Despite the value of these various tests in demonstrating both group differences associated with the underlying disease and responses to exercise rehabilitation, it must be underlined that with all of these measures, there were substantial intra-individual test-retest differences that limited their value in advising the individual patient. Although not widely acknowledged, this is an important limitation to almost all of the procedures used in clinical physiology at the present time. When using laboratory tests, the focus should thus be on obtaining group data that can be used to assess the efficacy of procedures, rather than engage in an over-interpretation of apparent changes in an individual’s test scores.

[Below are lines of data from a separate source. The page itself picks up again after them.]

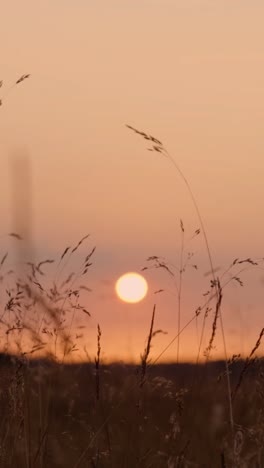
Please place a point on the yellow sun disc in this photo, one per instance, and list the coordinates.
(131, 287)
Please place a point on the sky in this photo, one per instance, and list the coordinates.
(191, 74)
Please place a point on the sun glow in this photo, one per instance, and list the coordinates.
(131, 287)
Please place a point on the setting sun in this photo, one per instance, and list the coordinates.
(131, 287)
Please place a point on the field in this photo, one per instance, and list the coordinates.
(78, 416)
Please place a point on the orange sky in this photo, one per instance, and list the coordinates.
(189, 72)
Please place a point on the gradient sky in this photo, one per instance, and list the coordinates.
(190, 73)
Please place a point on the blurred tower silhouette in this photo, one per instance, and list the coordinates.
(22, 204)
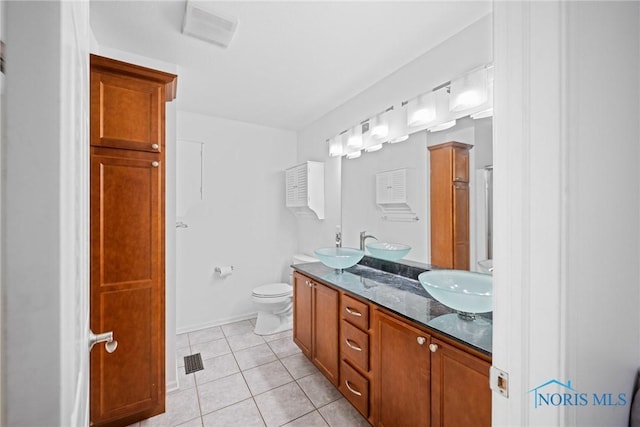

Our research has demonstrated the effectiveness of a battery of clinical tests to provide clinically useful information on the group efficacy of programmes for the rehabilitation of children with cerebral palsy. Moderate walking, practised three times a week for 8 weeks, is able to produce beneficial outcomes for children with CP in terms of enhanced gas exchange, gains in strength and improved walking performance. Despite the valuable information that can be obtained concerning group responses, care must be taken in interpreting apparent changes within an individual patient, since the intra-individual test-retest variance is substantial relative to the likely effects of either the disease process or the response to rehabilitation.